The US Internal Revenue Service certified that the BMW ActiveHybrid 7 (earlier post) qualifies for up to a $900 tax credit under the Alternative Motor Vehicle provision. The base MSRP of the ActiveHybrid 7 is $103,125 including destination and handling; the MSRP for the long wheelbase ActiveHybrid 7L is $107,025. (Earlier post.)

The ActiveHybrid 7 combines an electric motor with BMW’s 4.4-liter twin-turbo V8 and new 8-speed automatic transmission to accelerate from 0 – 60 mph in just 4.7 seconds while delivering impressive EPA fuel economy estimates of 17 mpg city and 26 mpg highway—a near 18% improvement over the non-hybrid 750i/Li.

The standard and long-wheelbase versions of the ActiveHybrid 7 become the fourth and fifth BMW models to qualify for the Alternative Motor Vehicle Tax Credit, joining the ActiveHybrid X6 and BMW’s Advanced Diesel 335d Sedan and X5 xDrive35d. The first 2011 BMW ActiveHybrid 7s have begun arriving at US BMW centers.

Comments

HarveyD

Shouldn't somebody apply a total value ceiling of ($50K +/- ?) on vehicles to qualify for green credits? Vehicles above $100K+ are luxury items that should not qualify. Should tax $$ be used to subsidies rich people and oil-coal producers?

JMartin

There should at least be a minimum mpg requirement. "17 mpg city and 26 mpg highway" All cars I have owned for 40 years have done better than that.

ToppaTom

An 18% improvement is worth more, in a gas hog.

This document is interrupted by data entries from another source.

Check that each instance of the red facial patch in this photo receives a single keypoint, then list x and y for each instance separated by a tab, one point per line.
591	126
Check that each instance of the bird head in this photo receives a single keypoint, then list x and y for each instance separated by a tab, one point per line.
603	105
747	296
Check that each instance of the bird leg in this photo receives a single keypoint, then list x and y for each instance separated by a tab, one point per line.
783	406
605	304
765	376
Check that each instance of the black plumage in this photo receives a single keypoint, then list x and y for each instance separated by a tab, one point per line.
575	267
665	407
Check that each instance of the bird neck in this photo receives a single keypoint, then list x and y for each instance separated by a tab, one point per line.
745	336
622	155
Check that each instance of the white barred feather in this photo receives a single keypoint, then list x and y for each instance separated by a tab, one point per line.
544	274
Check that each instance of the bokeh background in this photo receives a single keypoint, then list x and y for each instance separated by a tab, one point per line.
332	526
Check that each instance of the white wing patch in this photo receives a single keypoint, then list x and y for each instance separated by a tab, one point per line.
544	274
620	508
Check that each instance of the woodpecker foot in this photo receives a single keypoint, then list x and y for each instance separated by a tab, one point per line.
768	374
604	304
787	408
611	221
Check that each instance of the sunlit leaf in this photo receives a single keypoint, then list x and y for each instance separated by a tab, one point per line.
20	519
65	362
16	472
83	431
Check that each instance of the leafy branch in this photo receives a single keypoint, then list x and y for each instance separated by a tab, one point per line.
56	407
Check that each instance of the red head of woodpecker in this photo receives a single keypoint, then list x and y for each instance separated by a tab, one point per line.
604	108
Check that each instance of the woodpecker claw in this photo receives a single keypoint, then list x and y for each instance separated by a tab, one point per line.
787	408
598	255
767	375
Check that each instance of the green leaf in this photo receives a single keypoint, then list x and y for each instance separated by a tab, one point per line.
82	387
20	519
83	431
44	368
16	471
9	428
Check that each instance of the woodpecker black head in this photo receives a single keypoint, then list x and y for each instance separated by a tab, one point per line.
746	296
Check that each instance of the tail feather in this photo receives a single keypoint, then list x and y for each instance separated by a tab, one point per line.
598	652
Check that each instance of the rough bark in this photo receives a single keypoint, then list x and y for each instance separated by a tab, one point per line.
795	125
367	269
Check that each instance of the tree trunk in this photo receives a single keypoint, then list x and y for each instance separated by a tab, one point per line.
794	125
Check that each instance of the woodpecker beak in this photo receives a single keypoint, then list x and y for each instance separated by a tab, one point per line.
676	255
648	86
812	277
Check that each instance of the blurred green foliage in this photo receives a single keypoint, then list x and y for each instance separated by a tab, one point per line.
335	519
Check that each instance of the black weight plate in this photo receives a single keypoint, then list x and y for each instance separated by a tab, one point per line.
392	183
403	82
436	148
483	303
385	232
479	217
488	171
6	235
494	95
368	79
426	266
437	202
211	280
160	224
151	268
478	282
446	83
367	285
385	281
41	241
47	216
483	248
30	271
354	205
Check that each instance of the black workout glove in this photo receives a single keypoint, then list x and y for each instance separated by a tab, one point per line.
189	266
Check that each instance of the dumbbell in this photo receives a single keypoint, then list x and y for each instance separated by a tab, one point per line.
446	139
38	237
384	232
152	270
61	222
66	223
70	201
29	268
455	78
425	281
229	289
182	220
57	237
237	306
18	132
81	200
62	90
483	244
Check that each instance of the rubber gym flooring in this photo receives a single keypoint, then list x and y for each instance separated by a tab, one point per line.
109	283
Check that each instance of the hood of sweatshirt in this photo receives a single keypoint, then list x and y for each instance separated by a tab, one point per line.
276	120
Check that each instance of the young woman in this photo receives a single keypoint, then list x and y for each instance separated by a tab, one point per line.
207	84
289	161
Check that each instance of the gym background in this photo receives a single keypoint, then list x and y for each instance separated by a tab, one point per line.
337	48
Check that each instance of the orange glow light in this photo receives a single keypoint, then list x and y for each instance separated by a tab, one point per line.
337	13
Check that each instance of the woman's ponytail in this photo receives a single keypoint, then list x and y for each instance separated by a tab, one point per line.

Why should luxury items not qualify?


3PeaceSweet

Its an interesting excercise but not exactly a mainstream vehicle.

I think they should work on fitting the drivetrain from the ED concept (with a petrol engine) into a 3/5/7 series

Engineer-Poet

Passenger vehicles in this price class should be required to be PHEVs.  $100K should be in the 60-mile AER category.  Let the rich buy down the cost of the hardware and battery plants for everyone else; if they don't care about the cost of fuel, they're just the people for the job.